Tuesday, November 01, 2011

Memory
















About halfway into Jonathan K. Foster's Memory: A Very Short Introduction (Oxford University Press, 2009). So far, there's not a whole lot that anyone reading this doesn't already know about, at least generally. But it's fascinating anyway. Memory opens up everything.

I'm guessing that we tend to underestimate how much of a guiding role memory plays every single day . . . and night.

Memory operates on different levels.

Typical day: doing just about anything, we draw on cruise control memory, auto-pilot memory, GPS memory. Sometimes we forget what we normally remember - like keys, or where we parked, or a phone number. Then we go into manual mode, overriding the automated system. Consciously thinking about it! Making an active effort to recall and retrieve the memory! After praying to Saint Anthony or just focusing a little or using some fuzzy logic, or mentally retracing or reconstructing our steps, we remember -- voila. Eureka.

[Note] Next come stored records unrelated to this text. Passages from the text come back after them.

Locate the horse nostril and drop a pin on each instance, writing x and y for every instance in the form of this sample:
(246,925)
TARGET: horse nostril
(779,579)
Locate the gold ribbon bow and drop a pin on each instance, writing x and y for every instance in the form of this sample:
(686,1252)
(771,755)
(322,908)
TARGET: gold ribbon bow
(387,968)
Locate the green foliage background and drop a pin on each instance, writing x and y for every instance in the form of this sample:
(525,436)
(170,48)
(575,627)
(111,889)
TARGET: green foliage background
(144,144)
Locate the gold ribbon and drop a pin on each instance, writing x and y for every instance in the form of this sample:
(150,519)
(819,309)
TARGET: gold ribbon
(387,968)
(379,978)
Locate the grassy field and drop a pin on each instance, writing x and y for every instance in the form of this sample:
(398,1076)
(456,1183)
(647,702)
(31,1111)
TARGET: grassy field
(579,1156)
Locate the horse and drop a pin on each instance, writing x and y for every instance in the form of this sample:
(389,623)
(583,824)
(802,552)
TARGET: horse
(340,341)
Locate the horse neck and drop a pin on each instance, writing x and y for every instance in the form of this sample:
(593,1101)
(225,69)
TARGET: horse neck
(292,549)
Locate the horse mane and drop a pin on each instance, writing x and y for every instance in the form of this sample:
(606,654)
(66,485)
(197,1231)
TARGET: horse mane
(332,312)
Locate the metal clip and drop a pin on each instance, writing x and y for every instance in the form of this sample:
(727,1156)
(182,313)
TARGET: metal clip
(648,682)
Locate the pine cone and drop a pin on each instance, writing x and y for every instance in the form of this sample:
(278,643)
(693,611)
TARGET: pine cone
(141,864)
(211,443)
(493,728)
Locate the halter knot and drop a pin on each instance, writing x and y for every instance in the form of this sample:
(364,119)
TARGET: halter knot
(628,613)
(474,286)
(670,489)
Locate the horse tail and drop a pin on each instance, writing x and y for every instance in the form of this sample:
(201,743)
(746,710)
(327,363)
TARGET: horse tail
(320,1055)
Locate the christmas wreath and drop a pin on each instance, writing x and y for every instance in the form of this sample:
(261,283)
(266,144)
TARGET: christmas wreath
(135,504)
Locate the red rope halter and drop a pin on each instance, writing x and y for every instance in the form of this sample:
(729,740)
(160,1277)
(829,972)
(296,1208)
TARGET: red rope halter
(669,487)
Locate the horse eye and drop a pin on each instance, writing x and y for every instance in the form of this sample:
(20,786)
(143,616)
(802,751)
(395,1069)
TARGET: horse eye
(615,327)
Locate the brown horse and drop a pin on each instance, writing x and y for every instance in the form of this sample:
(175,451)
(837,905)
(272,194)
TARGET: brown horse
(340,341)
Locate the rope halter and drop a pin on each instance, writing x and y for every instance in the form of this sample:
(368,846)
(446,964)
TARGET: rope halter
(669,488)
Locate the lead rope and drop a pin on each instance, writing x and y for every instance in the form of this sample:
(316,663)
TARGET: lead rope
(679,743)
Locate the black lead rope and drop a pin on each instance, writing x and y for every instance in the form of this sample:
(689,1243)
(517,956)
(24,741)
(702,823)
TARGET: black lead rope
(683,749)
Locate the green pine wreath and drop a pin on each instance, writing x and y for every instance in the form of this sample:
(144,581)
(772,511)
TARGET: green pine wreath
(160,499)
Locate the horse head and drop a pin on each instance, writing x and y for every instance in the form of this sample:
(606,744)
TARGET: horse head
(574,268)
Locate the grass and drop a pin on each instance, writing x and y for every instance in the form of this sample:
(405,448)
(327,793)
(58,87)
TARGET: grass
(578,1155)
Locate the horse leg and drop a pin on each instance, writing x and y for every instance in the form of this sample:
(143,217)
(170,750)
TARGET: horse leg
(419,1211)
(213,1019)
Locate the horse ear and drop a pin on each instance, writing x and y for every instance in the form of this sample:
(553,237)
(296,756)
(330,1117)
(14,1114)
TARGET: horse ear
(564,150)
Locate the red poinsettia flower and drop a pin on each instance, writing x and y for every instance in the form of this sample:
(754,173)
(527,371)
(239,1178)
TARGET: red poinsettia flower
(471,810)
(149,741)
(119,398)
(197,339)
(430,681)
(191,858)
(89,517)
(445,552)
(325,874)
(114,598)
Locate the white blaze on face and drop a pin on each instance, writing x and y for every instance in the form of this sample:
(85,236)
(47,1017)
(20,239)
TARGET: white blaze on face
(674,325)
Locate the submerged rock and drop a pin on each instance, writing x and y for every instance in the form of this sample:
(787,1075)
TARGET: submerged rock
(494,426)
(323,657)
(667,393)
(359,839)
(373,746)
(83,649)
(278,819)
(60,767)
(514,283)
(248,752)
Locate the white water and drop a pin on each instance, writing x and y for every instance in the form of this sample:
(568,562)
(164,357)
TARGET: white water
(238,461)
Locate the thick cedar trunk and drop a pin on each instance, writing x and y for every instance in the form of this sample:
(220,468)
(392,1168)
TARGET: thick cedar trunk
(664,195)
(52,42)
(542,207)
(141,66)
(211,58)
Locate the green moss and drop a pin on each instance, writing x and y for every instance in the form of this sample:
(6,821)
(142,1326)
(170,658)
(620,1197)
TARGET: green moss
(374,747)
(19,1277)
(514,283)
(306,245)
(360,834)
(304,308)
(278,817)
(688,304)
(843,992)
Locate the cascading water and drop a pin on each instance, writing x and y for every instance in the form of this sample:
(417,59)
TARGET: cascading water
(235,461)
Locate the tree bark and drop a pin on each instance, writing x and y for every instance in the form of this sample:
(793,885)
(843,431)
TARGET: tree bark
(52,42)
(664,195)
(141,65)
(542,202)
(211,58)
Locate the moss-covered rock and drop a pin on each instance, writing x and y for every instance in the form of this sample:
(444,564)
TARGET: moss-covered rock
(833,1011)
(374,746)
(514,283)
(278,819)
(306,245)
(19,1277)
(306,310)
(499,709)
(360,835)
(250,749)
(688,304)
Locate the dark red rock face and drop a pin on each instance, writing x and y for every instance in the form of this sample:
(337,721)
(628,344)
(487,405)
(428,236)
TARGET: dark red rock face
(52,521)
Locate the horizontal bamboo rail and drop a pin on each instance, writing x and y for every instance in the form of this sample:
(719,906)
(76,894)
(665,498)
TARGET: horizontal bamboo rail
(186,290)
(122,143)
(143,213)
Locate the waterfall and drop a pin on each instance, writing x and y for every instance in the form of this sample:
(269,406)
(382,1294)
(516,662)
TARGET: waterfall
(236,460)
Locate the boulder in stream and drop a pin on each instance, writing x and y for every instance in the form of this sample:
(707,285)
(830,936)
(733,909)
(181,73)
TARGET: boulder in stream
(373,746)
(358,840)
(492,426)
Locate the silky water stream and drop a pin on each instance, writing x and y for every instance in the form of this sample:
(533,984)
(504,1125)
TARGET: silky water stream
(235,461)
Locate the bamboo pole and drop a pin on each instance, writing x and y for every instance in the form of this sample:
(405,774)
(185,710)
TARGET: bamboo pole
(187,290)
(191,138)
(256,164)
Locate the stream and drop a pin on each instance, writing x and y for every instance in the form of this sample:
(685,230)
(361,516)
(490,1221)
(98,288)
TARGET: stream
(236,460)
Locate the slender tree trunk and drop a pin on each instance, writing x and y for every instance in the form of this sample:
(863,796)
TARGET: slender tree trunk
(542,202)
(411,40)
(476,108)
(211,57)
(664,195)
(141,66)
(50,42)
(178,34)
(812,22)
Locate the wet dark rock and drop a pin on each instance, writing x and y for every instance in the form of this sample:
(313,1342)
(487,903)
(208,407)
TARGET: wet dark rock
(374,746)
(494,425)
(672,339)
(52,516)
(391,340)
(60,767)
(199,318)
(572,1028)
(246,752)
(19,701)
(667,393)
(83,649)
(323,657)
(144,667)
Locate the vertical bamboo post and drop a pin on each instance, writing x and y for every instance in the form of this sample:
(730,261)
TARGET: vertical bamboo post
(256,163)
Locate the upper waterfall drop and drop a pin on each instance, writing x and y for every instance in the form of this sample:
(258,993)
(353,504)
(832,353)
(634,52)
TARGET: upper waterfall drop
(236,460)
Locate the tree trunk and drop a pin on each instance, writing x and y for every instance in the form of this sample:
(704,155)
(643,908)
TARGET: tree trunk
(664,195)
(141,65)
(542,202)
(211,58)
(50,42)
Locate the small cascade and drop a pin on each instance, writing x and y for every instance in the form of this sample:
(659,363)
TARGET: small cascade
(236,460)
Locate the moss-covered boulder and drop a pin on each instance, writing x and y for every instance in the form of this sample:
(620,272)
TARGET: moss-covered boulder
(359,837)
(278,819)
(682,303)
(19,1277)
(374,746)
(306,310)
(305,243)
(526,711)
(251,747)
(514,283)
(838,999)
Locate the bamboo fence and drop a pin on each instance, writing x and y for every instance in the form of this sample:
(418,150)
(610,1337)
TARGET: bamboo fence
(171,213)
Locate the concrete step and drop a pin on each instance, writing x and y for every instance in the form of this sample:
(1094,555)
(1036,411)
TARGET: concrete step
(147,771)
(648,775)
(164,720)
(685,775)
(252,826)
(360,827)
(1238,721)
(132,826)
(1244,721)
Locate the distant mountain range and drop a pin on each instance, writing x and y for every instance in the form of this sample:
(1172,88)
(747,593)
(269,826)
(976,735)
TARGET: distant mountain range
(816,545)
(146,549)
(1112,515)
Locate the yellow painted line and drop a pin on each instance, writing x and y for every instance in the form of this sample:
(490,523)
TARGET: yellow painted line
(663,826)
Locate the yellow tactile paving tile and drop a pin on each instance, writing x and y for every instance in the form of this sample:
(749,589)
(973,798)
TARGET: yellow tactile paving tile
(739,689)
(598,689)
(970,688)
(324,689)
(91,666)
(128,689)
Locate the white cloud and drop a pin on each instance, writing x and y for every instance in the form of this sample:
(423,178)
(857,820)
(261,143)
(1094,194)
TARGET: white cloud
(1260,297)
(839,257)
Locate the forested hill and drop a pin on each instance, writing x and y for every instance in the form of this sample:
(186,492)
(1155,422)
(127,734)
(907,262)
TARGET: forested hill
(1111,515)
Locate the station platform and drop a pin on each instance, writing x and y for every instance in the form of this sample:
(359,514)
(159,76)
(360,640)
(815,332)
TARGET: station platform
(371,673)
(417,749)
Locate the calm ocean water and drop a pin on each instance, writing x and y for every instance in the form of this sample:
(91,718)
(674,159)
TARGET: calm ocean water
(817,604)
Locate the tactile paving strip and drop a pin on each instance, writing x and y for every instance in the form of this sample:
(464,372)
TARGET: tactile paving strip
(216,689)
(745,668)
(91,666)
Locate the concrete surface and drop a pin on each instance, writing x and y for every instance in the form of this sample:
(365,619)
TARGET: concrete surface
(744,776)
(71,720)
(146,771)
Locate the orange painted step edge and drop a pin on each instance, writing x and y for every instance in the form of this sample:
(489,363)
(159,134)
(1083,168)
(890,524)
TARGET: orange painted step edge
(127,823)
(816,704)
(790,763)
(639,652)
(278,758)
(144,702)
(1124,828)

Then there's periodic recall or forgetting: we forget passwords that we don't use often. Fine. So we reset them or remeber them after being promoted by stored "hints." But there are so many passwords to remember, perhaps, that it's not long before we are confused all over again. Pretty typical.

Then there's memory fueled by emotion -- bigger stuff than the above. More on that, probably, in the next post. Once I've turned some more pages of the memory book.

Today's Rune: Joy.

1 comment:

Charles Gramlich said...

I'm experiencing a lot of memory things right now as I try to recall certain events from my past in writing up a brief memoir. I'm really enjoying it and am glad my memory is as good as it is.